- Let $A,B$ be hermitian matrices. Since we consider proper elements of the matrices, we may assume that $B$ is diagonal; assume that we know $spectrum(A)=(\alpha_i),spectrum(B)=(\beta_i)\subset \mathbb{R}^n$ (in non-increasing order). What can we say about $spectrum(A+B)=(\gamma_i)\subset \mathbb{R}^n$ (in non-increasing order)?

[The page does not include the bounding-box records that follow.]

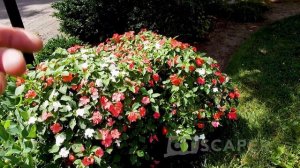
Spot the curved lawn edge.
[216,15,300,167]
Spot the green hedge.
[53,0,210,43]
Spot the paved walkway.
[0,0,59,42]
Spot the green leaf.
[27,125,36,138]
[69,118,76,130]
[0,125,9,141]
[48,145,59,153]
[151,93,160,98]
[136,150,144,157]
[58,85,68,94]
[15,85,25,96]
[180,141,189,152]
[71,143,82,153]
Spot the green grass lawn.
[206,15,300,168]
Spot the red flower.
[50,123,63,134]
[107,118,115,127]
[101,135,112,148]
[95,147,104,158]
[152,73,160,82]
[142,96,150,105]
[69,154,76,162]
[161,127,168,135]
[92,111,102,125]
[112,33,122,43]
[189,65,196,72]
[153,112,160,119]
[81,156,94,166]
[62,73,73,83]
[219,75,226,84]
[112,92,125,102]
[170,74,182,86]
[234,91,240,99]
[68,45,81,54]
[227,112,237,120]
[197,122,205,129]
[139,107,147,117]
[79,96,90,106]
[100,96,112,110]
[16,77,25,86]
[149,80,154,87]
[197,77,205,85]
[46,77,54,86]
[228,92,235,99]
[171,39,182,48]
[149,135,158,143]
[211,79,218,85]
[110,129,121,139]
[127,112,139,122]
[25,90,37,99]
[195,58,204,67]
[41,112,53,121]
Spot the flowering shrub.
[0,31,239,167]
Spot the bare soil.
[199,1,300,70]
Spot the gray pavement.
[0,0,59,42]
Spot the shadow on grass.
[219,15,300,166]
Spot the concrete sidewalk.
[0,0,59,42]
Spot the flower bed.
[4,31,239,167]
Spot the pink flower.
[211,121,220,128]
[92,111,102,125]
[127,112,138,122]
[50,123,63,134]
[153,112,160,119]
[110,129,121,139]
[101,134,112,148]
[149,135,158,143]
[139,107,147,117]
[25,90,37,99]
[142,96,150,105]
[107,118,115,127]
[227,112,237,120]
[79,96,90,106]
[112,92,125,102]
[41,112,53,121]
[95,147,104,158]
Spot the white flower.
[42,100,49,108]
[84,128,95,139]
[81,62,89,70]
[66,105,72,111]
[196,68,206,75]
[155,43,161,49]
[81,54,89,60]
[28,117,37,124]
[55,134,66,146]
[76,108,85,117]
[96,79,103,87]
[110,70,120,77]
[59,147,69,158]
[53,101,61,111]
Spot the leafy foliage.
[53,0,210,43]
[0,31,239,167]
[35,35,83,64]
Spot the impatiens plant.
[3,31,239,167]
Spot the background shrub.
[53,0,210,43]
[35,35,83,64]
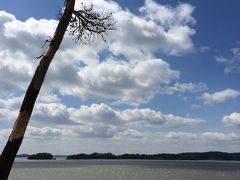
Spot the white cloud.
[110,0,195,59]
[0,0,198,105]
[56,59,179,104]
[162,83,208,94]
[161,132,240,144]
[120,109,204,127]
[201,89,240,105]
[222,112,240,128]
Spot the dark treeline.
[27,153,54,160]
[67,151,240,160]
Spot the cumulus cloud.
[0,0,195,105]
[201,89,240,105]
[161,132,240,144]
[110,0,195,59]
[120,109,204,127]
[222,112,240,128]
[162,83,208,94]
[57,59,180,104]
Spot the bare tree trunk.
[0,0,75,180]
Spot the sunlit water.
[9,160,240,180]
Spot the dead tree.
[0,0,114,180]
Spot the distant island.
[27,153,55,160]
[66,151,240,161]
[17,151,240,161]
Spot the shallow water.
[9,160,240,180]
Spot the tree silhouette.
[0,0,114,180]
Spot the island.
[27,153,54,160]
[66,151,240,161]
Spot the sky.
[0,0,240,154]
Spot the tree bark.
[0,0,75,180]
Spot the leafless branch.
[68,3,115,44]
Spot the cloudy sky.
[0,0,240,154]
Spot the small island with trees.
[66,151,240,161]
[27,153,55,160]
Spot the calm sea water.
[9,159,240,180]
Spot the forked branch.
[68,3,115,44]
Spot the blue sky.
[0,0,240,154]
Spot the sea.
[9,158,240,180]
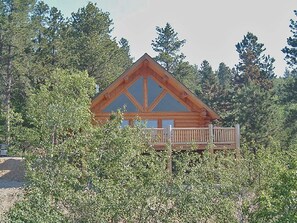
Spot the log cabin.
[91,54,239,152]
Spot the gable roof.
[91,53,219,120]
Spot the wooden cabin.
[91,54,239,152]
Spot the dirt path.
[0,157,25,222]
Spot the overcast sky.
[45,0,297,75]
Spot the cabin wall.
[95,112,211,128]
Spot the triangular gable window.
[147,77,163,106]
[103,94,137,112]
[128,77,144,105]
[153,93,189,112]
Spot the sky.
[44,0,297,76]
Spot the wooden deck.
[144,125,240,150]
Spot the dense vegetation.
[0,0,297,222]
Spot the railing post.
[208,124,214,153]
[235,124,240,157]
[167,125,172,175]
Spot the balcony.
[144,125,240,150]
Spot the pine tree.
[235,32,275,89]
[151,23,198,89]
[282,10,297,72]
[152,23,186,73]
[230,33,281,146]
[59,3,132,90]
[0,0,34,144]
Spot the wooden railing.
[144,125,240,149]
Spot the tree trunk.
[5,46,12,145]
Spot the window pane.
[121,120,129,128]
[162,120,174,128]
[147,77,163,105]
[103,94,137,112]
[134,120,158,128]
[146,120,158,128]
[153,93,188,112]
[128,77,144,105]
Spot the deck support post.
[167,125,172,175]
[208,124,214,153]
[235,124,240,157]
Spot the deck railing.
[145,125,240,149]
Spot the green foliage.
[246,149,297,222]
[152,23,186,73]
[282,10,297,72]
[235,32,275,89]
[27,69,95,147]
[59,2,132,90]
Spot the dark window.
[153,93,189,112]
[103,94,137,112]
[134,120,158,128]
[147,77,163,105]
[162,119,174,128]
[128,77,144,105]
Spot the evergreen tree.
[196,60,219,108]
[152,23,186,73]
[229,33,282,146]
[30,1,65,88]
[151,23,198,89]
[217,62,232,88]
[235,32,275,89]
[282,10,297,72]
[59,3,132,90]
[0,0,34,144]
[281,10,297,147]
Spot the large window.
[153,93,189,112]
[147,77,163,106]
[103,94,137,112]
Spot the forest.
[0,0,297,222]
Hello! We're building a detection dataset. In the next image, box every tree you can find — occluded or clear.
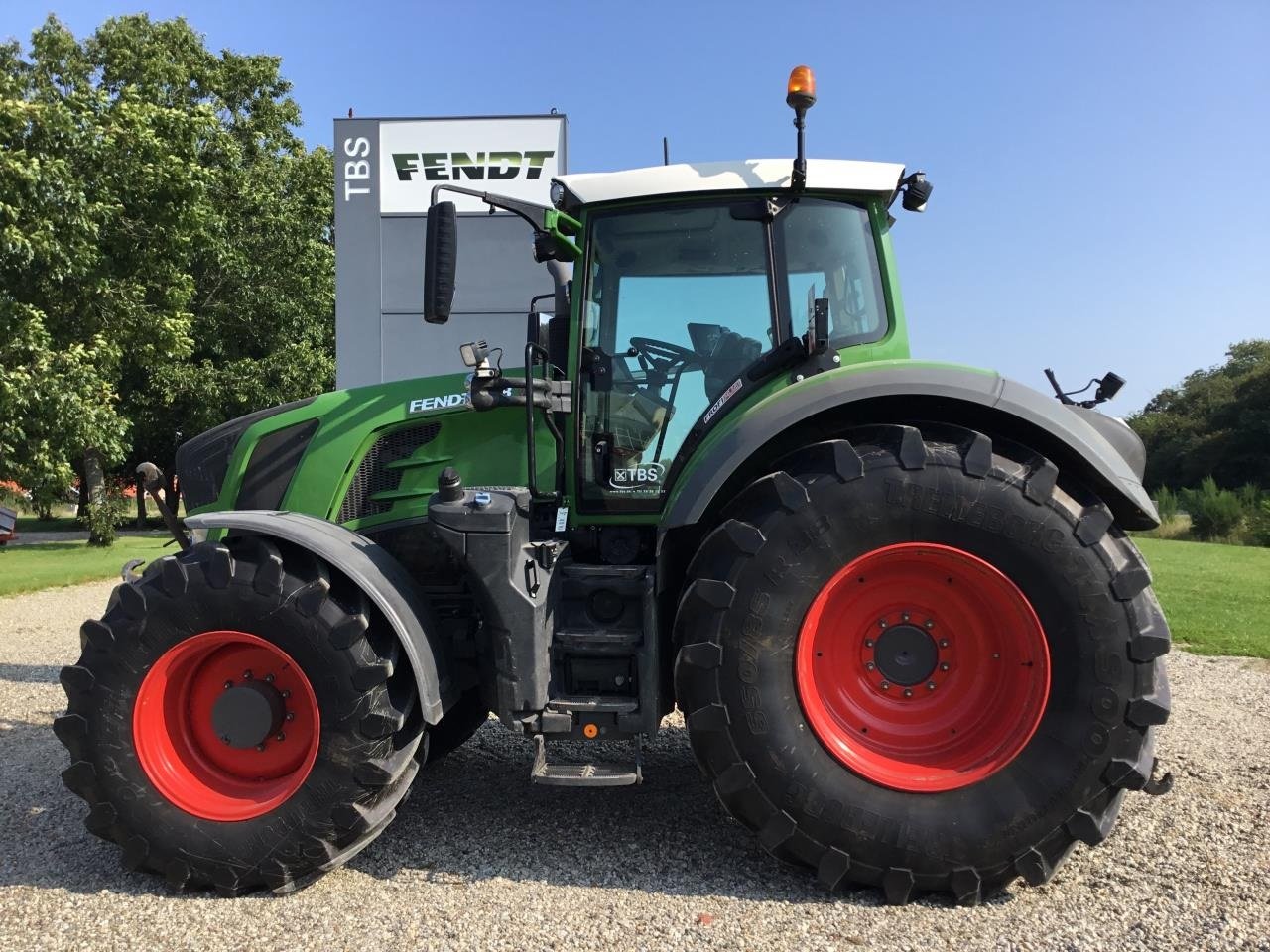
[1129,340,1270,489]
[0,15,334,523]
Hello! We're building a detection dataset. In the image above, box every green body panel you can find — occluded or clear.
[193,371,555,530]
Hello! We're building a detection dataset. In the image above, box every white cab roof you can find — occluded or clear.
[558,159,904,204]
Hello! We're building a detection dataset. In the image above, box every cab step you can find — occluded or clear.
[530,734,644,787]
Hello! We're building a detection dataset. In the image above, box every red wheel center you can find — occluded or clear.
[795,542,1049,793]
[132,631,321,821]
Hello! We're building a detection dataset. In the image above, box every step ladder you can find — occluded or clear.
[530,734,644,787]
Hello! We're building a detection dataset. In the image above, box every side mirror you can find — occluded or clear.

The answer is given by the Horn's conjecture (cf. http://math.ucr.edu/~jdolan/schubert2.pdf ) whose proof is dated 1998-1999. The NS condition contains only one equality, the obvious one, $\sum_i\gamma_i=\sum_i\alpha_i+\sum_i\beta_i$ and many linear inequalities linking some $\alpha_i,\beta_i,\gamma_i$. Finally, for generic hermitian matrices $A,B$, the $(\gamma_i)$ satisfy only one equality OR the $(\gamma_i)$ goes throught a real algebraic subset of dimension $n-1$.

- Although $A,B$ are linked by $B=r.diag(A)$, it is of little importance because the spectra of $A,B$ are linked by only one equality, the obvious one. Indeed one has

Proposition (Schur-Horn): for every $p< n, \sum_{i=1}^p \beta_i\leq\sum_{i=1}^p\alpha_i$ and $\sum_{i=1}^n \beta_i=\sum_{i=1}^n\alpha_i$ IFF there is a hermitian matrix $C$ s.t. $diag(C)=(\beta_i)$ and $spectrum(C)=(\alpha_i)$.

- Application to your question. We consider the "thin SVD" $A=USV^T$ where $UU^T=I_n,V^TV=I_d$ and $S\in M_d$ is diagonal. Then $AA^T=US^2U^T$ (your formula is false), that is the standard orthogonal diagonalization of $AA^T$; in particular, I do not see the point to compute the SVD of $A$. The required formula is in the form $AA^T+r.diag(AA^T)=W\Sigma W^T$. We saw that there is no real link between eigenvalues of $S^2$ and $\Sigma$ and, consequently, between their eigenvectors $U,W$.

Conclusion. The answer to your question is NO and do not dream, there is no hope.